Strengths and Limitations
  • Southern blotting is a suitable technique to analyze long stretches of DNA such as the multikilobase restriction fragments.
  • The expression levels and expression profiles are better detected as compared to the other genomic analyses methods.
  • Southern blotting has a wide array of applications in the fields of DNA fingerprinting, including paternity and maternity testing, forensic studies, and personal identification.
  • The method is cheaper than genome sequencing and is useful to quantify the amount of DNA as well.
  • The method may require a large quantity of high-quality DNA as compared to other genome analyzing techniques.


  1. Brown, T. (2001). Southern blotting. Curr Protoc Immunol, Chapter 10:Unit 10.
  2. Mellars., & Gomez., k. (2011). Mutation detection by Southern blotting. Methods Mol Biol, 688, 281-291.

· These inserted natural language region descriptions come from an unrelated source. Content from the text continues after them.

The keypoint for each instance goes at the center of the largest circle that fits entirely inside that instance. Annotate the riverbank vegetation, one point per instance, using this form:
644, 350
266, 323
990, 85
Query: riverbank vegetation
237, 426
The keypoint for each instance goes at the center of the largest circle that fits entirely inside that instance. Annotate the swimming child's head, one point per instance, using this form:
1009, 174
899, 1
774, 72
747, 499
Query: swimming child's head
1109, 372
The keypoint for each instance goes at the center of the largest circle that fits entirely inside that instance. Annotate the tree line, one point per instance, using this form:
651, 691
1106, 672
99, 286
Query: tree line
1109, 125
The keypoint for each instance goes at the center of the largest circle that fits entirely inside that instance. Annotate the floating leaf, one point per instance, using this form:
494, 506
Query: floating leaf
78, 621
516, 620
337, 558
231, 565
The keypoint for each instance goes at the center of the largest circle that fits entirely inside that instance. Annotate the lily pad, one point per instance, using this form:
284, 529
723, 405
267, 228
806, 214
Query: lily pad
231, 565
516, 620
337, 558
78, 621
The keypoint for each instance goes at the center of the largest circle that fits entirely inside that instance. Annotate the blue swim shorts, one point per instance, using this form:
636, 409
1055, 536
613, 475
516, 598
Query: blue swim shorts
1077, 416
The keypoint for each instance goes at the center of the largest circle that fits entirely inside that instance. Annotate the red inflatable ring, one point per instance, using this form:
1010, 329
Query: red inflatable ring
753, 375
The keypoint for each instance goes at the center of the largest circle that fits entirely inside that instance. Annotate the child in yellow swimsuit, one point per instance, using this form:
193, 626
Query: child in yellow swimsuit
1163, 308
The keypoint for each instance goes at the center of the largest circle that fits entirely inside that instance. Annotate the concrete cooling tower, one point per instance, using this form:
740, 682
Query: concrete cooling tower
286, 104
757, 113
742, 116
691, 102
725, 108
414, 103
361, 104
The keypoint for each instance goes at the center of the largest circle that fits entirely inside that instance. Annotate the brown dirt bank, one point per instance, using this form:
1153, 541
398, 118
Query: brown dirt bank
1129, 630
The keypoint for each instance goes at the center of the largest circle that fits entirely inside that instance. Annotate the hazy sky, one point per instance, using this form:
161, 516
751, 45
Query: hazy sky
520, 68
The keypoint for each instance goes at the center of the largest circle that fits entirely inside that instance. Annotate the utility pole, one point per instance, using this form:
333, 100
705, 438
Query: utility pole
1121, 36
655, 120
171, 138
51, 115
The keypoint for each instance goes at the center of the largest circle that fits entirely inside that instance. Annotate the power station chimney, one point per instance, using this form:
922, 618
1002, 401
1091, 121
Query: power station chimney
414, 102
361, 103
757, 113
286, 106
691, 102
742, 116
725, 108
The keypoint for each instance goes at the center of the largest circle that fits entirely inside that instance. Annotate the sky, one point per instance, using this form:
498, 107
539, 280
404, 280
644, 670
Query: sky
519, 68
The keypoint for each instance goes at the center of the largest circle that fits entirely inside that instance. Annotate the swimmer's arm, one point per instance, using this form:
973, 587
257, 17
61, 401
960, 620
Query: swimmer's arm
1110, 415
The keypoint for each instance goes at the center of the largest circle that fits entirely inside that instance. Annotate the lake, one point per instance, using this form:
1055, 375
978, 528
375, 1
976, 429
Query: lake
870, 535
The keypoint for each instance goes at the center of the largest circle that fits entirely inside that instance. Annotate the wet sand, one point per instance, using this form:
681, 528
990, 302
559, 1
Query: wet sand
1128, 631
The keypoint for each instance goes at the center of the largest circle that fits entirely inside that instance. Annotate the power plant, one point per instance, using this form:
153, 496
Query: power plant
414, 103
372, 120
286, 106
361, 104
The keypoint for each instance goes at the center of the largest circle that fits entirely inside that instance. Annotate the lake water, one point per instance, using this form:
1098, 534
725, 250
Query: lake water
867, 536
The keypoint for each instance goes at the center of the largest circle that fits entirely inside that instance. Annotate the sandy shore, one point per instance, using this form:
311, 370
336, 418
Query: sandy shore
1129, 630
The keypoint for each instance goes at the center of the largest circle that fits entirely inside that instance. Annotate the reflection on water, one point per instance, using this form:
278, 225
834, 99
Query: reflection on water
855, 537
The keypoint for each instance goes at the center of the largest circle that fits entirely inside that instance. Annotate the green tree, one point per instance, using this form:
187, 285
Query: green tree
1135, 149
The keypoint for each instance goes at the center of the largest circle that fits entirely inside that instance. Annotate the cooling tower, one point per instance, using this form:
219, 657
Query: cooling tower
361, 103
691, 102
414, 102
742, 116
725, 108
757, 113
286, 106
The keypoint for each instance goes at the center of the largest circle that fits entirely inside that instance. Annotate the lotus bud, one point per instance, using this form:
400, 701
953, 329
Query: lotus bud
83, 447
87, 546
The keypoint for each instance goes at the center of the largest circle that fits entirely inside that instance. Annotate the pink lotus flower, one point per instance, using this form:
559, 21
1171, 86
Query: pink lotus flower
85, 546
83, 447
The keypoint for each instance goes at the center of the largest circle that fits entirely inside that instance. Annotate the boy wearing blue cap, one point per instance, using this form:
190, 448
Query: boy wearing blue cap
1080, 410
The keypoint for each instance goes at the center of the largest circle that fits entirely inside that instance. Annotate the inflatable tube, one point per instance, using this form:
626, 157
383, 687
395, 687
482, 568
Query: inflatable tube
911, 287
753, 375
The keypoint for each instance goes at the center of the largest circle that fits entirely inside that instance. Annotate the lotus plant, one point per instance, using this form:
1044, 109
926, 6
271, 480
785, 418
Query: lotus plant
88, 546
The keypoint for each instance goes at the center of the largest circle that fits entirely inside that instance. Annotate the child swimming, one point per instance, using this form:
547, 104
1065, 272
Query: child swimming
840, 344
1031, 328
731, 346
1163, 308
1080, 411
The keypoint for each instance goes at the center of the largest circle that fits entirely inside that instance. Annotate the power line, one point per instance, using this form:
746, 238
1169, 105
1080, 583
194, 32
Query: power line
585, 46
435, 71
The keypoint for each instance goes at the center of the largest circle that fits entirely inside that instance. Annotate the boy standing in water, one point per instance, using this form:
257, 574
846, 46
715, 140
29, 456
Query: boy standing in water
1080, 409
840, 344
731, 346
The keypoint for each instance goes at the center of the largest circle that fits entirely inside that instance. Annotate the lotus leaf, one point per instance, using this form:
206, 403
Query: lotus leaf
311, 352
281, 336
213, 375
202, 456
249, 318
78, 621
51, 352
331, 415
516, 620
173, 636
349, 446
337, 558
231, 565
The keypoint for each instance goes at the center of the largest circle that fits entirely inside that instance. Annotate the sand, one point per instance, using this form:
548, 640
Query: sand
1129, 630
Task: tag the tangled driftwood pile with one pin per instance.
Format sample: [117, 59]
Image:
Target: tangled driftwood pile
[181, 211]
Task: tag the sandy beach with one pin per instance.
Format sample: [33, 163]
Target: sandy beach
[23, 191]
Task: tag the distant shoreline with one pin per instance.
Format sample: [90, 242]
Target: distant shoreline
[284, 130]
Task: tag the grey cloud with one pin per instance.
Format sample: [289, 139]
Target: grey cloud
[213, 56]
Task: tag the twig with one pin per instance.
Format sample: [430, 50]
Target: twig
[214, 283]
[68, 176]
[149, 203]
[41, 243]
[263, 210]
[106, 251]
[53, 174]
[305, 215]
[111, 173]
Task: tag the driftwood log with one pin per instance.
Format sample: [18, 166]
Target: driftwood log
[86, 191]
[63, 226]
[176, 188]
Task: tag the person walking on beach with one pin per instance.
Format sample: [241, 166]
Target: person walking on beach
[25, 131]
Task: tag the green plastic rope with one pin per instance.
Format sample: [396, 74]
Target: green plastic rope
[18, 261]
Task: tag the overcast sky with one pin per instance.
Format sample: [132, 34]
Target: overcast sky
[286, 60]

  3. Ohshima., M. Kikuchi., F. Eguchi., Y. Masuda., Y. Sumiyoshi., H. Mohtai., . . . Kimura., N. (1990). Analysis of Epstein-Barr viral genomes in lymphoid malignancy using Southern blotting, polymerase chain reaction and in situ hybridization. Virchows Arch B Cell Pathol Incl Mol Pathol, 59(6), 383-90.
  4. J. Aubin., H. Collandre., D. Candotti., D. Ingrand., C. Rouzioux., M. Burgard., . . . Agut., H. (1991). Several groups among human herpesvirus 6 strains can be distinguished by Southern blotting and polymerase chain reaction. J Clin Microbiol, 29(2), 367-72.
  5. C. Lo., M. Coulling., & Kirby., C. (1987). Tracking of mouse cell lineage using microinjected DNA sequences: analyses using genomic Southern blotting and tissue-section in situ hybridizations. Differentiation, 35(1), 37-44.